The main advantage of trading using opposite CI Canadian and Guardian Directed positions is that it hedges away some unsystematic risk. Because of two separate transactions, even if CI Canadian position performs unexpectedly, Guardian Directed can make up some of the losses. Pair trading also minimizes risk from directional movements in the market. For example, if an entire industry or sector drops because of unexpected headlines, the short position in Guardian Directed will offset losses from the drop in Guardian Directed's long position.
The idea behind CI Canadian Short Term and Guardian Directed Equity pairs trading is to make the combined position market-neutral, meaning the overall market's direction will not affect its win or loss (or potential downside or upside).

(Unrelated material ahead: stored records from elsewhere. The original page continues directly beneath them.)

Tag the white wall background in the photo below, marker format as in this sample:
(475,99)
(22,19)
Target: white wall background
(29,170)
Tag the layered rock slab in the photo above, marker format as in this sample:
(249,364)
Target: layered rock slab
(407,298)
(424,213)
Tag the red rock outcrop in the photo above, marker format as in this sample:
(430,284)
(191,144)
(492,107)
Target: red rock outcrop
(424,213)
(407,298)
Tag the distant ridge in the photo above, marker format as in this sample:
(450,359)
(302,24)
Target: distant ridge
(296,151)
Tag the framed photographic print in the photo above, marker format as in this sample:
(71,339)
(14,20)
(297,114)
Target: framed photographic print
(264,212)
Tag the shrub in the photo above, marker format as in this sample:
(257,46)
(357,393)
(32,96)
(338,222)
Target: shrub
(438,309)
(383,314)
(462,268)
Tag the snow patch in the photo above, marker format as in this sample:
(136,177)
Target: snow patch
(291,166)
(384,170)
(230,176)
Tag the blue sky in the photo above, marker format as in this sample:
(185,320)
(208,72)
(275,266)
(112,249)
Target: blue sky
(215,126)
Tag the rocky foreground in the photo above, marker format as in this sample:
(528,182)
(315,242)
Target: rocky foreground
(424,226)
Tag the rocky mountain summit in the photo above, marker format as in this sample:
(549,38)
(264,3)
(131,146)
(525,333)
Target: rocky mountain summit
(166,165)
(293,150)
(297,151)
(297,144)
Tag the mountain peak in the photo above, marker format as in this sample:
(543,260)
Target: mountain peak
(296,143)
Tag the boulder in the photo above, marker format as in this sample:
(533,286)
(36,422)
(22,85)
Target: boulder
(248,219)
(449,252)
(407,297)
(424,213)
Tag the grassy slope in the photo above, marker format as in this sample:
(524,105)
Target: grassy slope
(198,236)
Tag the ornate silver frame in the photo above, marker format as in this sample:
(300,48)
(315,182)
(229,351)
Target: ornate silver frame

This can be achieved by designing a pairs trade with two highly correlated stocks or equities that operate in a similar space or sector, making it possible to obtain profits through simple and relatively low-risk investment.
Check out your portfolio center.
Note that this page's information should be used as a complementary analysis to find the right mix of equity instruments to add to your existing portfolios or create a brand new portfolio. You can also try the Performance Analysis module to check effects of mean-variance optimization against your current asset allocation.